Thoughts on resource management and program structure


#1

TL;DR: I am searching for a pattern or feature easing handling of multiple partially subsequent I/O operations

Continuing the discussion from Is there a good way to roll back partial io (or resource allocation) operations?

When programming with I/O resources (which may fail), I noticed I end up writing many functions like this:

fn do_some_io_operation(arguments: Arguments) -> Result<Value, Error> {
    // prepare operation, do something which will not fail
    
    // do the operation itself which might fail with -> Result<?, Error>
    match io_operation(crit_resource) {
        Err(e) => {
            // do some cleanup on preparations
            e // return previous error
        },
        Ok(v) => {
            // hand crit_resource down to subsequent operations
            match do_next_io_operation(new_arguments) {
                Ok(v) => {
                    // handle results
                    // cleanup if necessary
                    Ok(something) // everything went ok, continue
                },
                Err(e) => {
                    // unwind if necessary, e.g. delete or kill crit_resource
                    e // return previous error
                },
            }
        },
    }
    // at this point, crit_resource is either "finished"
    // i.e. in a state that it should be at the end
    // or it is back to what it was before entering this function
}

This structure guarantees that either every operation was finished successfully or all operations are rolled back to how they were before if an error occured.

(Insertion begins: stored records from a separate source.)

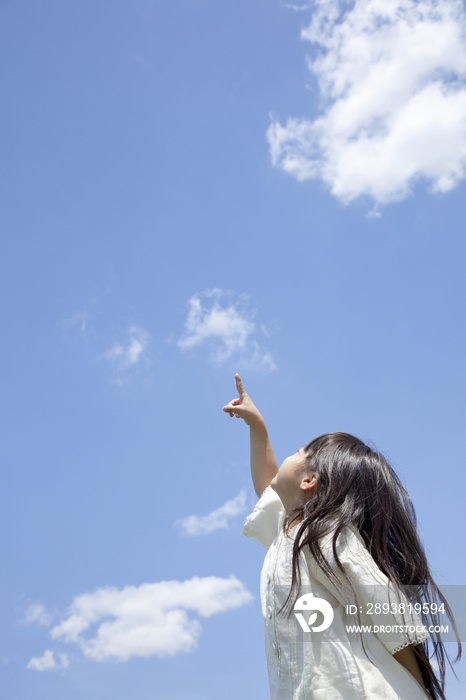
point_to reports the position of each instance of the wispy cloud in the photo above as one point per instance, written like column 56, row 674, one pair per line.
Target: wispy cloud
column 49, row 662
column 125, row 356
column 154, row 619
column 37, row 613
column 227, row 328
column 217, row 519
column 391, row 75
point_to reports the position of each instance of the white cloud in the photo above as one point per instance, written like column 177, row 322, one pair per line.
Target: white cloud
column 154, row 619
column 391, row 75
column 219, row 518
column 227, row 328
column 49, row 662
column 125, row 356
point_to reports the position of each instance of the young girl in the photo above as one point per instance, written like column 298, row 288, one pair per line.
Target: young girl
column 340, row 531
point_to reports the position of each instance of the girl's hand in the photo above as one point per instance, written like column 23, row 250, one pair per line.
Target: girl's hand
column 243, row 407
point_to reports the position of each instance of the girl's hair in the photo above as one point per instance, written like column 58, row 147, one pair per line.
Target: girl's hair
column 356, row 485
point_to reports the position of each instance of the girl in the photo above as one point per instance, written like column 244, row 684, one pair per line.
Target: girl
column 340, row 531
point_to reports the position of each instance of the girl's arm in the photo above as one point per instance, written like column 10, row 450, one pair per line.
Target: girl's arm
column 263, row 462
column 407, row 658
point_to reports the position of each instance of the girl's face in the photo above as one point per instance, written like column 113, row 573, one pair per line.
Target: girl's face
column 292, row 482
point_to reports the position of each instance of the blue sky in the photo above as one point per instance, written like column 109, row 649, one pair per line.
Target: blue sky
column 190, row 190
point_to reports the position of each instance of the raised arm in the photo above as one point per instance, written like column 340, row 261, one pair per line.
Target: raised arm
column 263, row 462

In some cases the match blocks can be simplified to using try!(), but that doesn’t help much if you have to clean up on errors.

I usually build this in a way that crit_resource only lives in one of these functions so additionally to RAII (resource acquisition is initialization) I do something I’ll call RAIFM (resource acquisition is full resource management) here.

Take e.g. a RAIFM function

  • creating a temporary folder. It is then responsible to delete it in case any subsequent I/O operation fails.
  • spawning a child process. It is then responsible for killing the process in case any subsequent I/O operation fails. It is responsible to catch the exit status and parse it.
  • creating a file. It is then responsible for closing the file or deleting it in case any subsequent operation fails.

So a RAIFM function always is a scope (and thus a lifetime) of an object for an I/O resource. To help keep code readable it always handles exactly one resource, not more.

I don’t like that because of the following reasons:

  1. I end up writing the same code over and over again.
  2. parameters get more and more and more. If you nest many of these functions you will end up having e.g. 10 parameters. This is bad for readability. Usually you only need one or two of those and pass the others through. This is bad for both readability and making refactoring hard.
  3. I get many of those functions nested inside each other, as a result there is no easy way of seeing the bigger picture.

For example I’d like to see this structure at once (no reading through tens of functions):

  1. Create and open file A
  2. Create and open file B
  3. Start subprocess or thread C
  4. Start async I/O operation D

    N-3. finish (e.g. flush) D, handle possible errors
    N-2. Join or kill C, handle exit status or results
    N-1. Close or delete file B
    N. Close or delete file A

Then I want to hide all implementation details including rollback on errors and parameters somewhere else.

Now my questions:
Have you run into this problem before? How did you handle it?
Do you know any programming patterns, language features or library functions to handle it?
Do you know (academic) research on this issue?